The World Bank said in a report published in April that the banking sector since 2020 has lost around 25 percent of its total asset base, which it said signaled a “concerning trend for an already small industry."
“The banking sector is experiencing considerable strain from dwindling assets and deposits,” the report said, adding that this has “spurred a greater dependence on cash and non-traditional payment methods, further tightening the money supply and aggravating economic downturn and deflation.”
Azarakhsh Hafizi, an economist and former head of the Afghanistan International Chamber of Commerce, said that a modern economy is “incomplete without a banking system.”
“Countries where banks can channel their customers' deposits to economic investments, such as building businesses and industry, are better off,” he added. “When you do not have enough deposits in the banks, you cannot give loans to people [and businesses] that need them.”
Sanctions And Islamic Banking
The strain on banks has been compounded by international sanctions.
Afghan banks have been cut off from the world’s dominant financial transaction network, SWIFT, greatly inhibiting the Taliban government’s ability to conduct trade.
It has also made it difficult for individuals and businesses in Afghanistan to transfer money and make payments.
Without access to SWIFT, Afghans are increasingly turning to the informal transfer system known as hawala, which uses individual brokers rather than banks. The system is difficult to trace and has been used by armed groups.
The Taliban’s shift to Islamic banking has also hampered the banking sector, experts said.
Islamic banking, first developed in the 1970s in the Gulf states, prohibits the practice of lending money with interest. Like conventional banks, Islamic banks make their profits by loaning money to customers. But whereas a bank loans with interest, Islamic banks do so through buy-and-sell transactions.

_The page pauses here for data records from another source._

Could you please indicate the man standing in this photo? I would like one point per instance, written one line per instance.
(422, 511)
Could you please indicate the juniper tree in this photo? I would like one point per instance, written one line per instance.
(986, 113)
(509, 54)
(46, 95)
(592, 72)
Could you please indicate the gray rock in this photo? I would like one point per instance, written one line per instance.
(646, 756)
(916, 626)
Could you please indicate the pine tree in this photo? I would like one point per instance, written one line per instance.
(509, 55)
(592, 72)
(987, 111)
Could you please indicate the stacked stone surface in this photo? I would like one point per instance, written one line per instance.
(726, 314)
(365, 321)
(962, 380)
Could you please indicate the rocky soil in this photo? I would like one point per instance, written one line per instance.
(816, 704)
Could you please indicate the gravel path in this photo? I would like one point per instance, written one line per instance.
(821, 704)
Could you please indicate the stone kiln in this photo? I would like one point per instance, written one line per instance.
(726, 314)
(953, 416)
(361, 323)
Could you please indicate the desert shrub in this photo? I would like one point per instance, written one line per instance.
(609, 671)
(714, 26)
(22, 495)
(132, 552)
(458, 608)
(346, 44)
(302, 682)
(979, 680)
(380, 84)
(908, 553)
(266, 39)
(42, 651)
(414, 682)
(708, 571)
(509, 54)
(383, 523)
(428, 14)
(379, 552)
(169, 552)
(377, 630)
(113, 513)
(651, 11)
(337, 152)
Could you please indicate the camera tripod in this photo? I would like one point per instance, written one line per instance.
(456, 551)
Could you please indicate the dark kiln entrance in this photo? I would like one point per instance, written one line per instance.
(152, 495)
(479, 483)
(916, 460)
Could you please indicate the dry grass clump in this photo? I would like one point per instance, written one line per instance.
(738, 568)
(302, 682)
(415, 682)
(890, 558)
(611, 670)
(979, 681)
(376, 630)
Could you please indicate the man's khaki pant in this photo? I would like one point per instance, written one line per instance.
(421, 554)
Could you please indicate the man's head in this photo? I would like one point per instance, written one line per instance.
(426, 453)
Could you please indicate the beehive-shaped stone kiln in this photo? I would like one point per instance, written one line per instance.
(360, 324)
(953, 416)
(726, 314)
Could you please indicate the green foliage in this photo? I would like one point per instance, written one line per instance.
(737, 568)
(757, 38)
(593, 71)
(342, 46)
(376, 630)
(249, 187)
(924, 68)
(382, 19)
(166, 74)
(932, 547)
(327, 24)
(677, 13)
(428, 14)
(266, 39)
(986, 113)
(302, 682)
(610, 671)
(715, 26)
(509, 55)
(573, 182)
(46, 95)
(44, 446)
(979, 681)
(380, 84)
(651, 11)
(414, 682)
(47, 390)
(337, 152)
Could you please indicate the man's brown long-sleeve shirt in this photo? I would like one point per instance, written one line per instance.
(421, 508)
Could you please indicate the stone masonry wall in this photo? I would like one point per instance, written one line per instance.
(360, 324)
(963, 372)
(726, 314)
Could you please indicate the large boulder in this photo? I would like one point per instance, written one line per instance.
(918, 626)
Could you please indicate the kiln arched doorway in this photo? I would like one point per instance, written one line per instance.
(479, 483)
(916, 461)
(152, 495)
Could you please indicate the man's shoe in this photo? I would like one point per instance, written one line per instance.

In March, the Taliban appointed a committee to review laws for Afghanistan's central bank and the commercial banking sector.
The Taliban has said that Islamic banking prohibits “earning income through interest on investments, loans, or deposits.”
In its recent report, the World Bank said the “banking sector's role as a financial intermediary is significantly hampered by the mandatory transition to Islamic Finance.”